Ceftriaxone, cefotaxime, and ceftazidime cross the blood–brain barrier effectively and are useful for the treatment of CNS infections. However, their differences in activity lead clinicians to use them for different types of infections. Ceftazidime is a poor choice for community-acquired meningitis, in which S. pneumoniae predominates.
Third-generation cephalosporins are notorious for inducing resistance among GNRs. Though they can be useful in nosocomial infections, too much broad-spectrum utilization can result in harder-to-treat organisms.
A one-time dose of ceftriaxone 125 mg intramuscular (IM) has been a drug-of-choice for gonorrhea for many years, but the dose was increased to 250 mg IM due to increasing resistance. Patients treated for gonorrhea should receive azithromycin as well, which adds empiric therapy for chlamydia and may reduce the emergence of ceftriaxone resistance.
Ceftriaxone has the characteristic of having dual modes of elimination via both renal and biliary excretion. It does not need to be adjusted for renal dysfunction, but it does effectively treat UTIs.
Ceftriaxone has two problems that make its use in neonates problematic: it interacts with calcium-containing medications to form crystals that can precipitate in the lungs and kidneys, which has led to fatalities, and it can also lead to biliary sludging with resultant hyperbilirubinemia. Avoid it— cefotaxime is a safer drug for these young patients.
Last ceftriaxone fact: it should be given in higher doses of 2–4 g a day for MSSA infections, particularly invasive infections. Less activity against this organism means higher doses are recommended.
What They’re Good For
Lower respiratory tract infections, pyelonephritis, nosocomial infections (ceftazidime), Lyme disease (ceftriaxone), meningitis, gonorrhea, skin and skin structure infections, febrile neutropenia (ceftazidime).
Don’t Forget!
Ceftriaxone is a once-daily drug for almost all indications except meningitis. Make sure your meningitis patients receive the full 2 g IV q12h dose and also use vancomycin and ampicillin (if indicated). There are a few more indications for the high dose, but meningitis is the most important one.

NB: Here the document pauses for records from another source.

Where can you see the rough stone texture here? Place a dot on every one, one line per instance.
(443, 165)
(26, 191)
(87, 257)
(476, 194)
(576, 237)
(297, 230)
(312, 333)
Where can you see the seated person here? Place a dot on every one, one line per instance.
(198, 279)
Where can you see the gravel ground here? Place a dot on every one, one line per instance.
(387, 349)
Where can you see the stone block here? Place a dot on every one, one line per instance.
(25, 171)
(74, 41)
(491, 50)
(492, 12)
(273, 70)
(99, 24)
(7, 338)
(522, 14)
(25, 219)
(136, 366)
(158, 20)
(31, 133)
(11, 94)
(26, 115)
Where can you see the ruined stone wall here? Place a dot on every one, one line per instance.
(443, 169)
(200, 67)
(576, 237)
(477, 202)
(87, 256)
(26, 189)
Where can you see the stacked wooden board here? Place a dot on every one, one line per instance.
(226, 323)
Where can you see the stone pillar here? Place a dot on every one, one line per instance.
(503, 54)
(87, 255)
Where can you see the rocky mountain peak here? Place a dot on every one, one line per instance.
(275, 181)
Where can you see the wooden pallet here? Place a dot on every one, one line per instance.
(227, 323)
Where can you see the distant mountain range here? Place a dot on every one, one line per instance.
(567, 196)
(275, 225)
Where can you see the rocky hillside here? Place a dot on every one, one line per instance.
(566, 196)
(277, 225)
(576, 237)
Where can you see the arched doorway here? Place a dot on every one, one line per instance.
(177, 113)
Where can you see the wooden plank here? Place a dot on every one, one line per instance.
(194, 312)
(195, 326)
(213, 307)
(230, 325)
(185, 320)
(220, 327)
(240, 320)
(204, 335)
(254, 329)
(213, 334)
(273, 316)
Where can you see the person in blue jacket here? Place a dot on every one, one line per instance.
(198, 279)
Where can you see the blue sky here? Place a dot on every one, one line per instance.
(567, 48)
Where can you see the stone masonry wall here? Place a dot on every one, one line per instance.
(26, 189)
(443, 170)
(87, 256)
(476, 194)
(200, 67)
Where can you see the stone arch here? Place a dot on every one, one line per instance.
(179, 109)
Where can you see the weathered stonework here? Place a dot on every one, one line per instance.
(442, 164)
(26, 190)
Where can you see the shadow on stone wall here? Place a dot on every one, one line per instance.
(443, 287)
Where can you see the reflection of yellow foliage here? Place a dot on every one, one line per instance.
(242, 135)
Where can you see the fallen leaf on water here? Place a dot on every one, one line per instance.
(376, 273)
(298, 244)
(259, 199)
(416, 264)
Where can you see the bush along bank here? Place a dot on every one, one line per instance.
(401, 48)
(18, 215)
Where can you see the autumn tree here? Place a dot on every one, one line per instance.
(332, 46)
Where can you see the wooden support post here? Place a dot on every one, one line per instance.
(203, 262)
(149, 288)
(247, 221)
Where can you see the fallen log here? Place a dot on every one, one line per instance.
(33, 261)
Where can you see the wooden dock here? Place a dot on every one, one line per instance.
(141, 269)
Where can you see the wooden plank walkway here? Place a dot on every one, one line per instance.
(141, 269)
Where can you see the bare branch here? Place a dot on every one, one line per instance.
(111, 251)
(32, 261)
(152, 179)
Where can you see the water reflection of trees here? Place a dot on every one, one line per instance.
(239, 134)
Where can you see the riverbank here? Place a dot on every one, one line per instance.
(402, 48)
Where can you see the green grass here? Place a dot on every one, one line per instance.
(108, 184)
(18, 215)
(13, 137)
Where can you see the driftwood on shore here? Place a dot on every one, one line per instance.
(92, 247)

Fourth-Generation Cephalosporins Agent: cefepime
There is only one fourth-generation cephalosporin, cefepime. Cefepime is the broadest-spectrum cephalosporin, with activity against both Gram-negative organisms, including Pseudomonas, and Gram-positive organisms. One way to remember its spectrum is to think that cefazolin (1st) + ceftazidime (3rd) = cefepime (4th).
Mechanism of Action
All beta-lactams inhibit cross-linking of peptidoglycan in the cell wall, leading to autolysis and cell death.
Spectrum
Good: MSSA, streptococci, Pseudomonas, enteric GNRs
Moderate: Acinetobacter
Poor: enterococci, anaerobes, MRSA
Adverse Effects
Generally, similar to those of other beta-lactams, but cefepime may be associated with more neurotoxicity than other agents.